Berlin Abgetrennter Kopf vor Bonner Landgericht – was wir wissen und was nicht
Am Dienstag fanden Passanten vor dem Landgericht Bonn einen abgetrennten menschlichen Kopf, den ein Mann kurz zuvor dort abgelegt hatte. Die Ermittlungen der Polizei dauern an, viele Details sind noch ungeklärt. Fest steht jedoch: Es liegt kein Tötungsdelikt vor.
Dienstagabend, 17.30 Uhr: Am Landgericht Bonn legt ein Mann einen abgetrennten menschlichen Kopf ab. Kurz darauf bemerken Passanten die grausame Tat und rufen die Polizei. „Wir dachten erst, dass dort ein Gegenstand liegt. Erst nachher haben wir die Haare erkannt“, erklärte ein Augenzeuge gegenüber dem „General-Anzeiger“ aus Bonn. Als die Polizei eintrifft, kauert der Mann auf den Treppen des benachbarten Amtsgerichts und lässt sich widerstandslos von den Beamten festnehmen.

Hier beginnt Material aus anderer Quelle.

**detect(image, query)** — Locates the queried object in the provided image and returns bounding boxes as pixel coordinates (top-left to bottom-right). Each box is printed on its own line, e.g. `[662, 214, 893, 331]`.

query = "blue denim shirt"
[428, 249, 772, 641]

Wenig später finden die Ermittler den Torso der Leiche am Rheinufer in der Nähe des Alten Zolls. Hier übernachten häufig Menschen ohne festen Wohnsitz.
Seitdem sind viele Frage aufgetaucht, nur wenige lassen sich bislang mit Gewissheit klären. Als Fakt gilt, dass es sich bei der Tat nicht um ein Tötungsdelikt handelt. Das berichtet unter anderem die „Bild“ und beruft sich dabei auf das Ergebnis einer Obduktion, die an der Leiche durchgeführt wurde. Demnach habe der 44-jährige Mann unter einer unheilbaren Krankheit gelitten, an der er schließlich gestorben sein soll.
Auch über das Verhältnis der beiden Männer zueinander gibt es weitere Details. Beide sollen aus dem Obdachlosenmilieu stammen und sich regelmäßig am Alten Zoll einen Schlafplatz geteilt haben. Nachdem sein Bekannter gestorben war, soll der 38-Jährige im Drogenrausch den Kopf des Toten abgetrennt haben, bevor er ihn in einer Plastiktüte etwa einen Kilometer weit durch die Stadt zum Landgericht transportierte.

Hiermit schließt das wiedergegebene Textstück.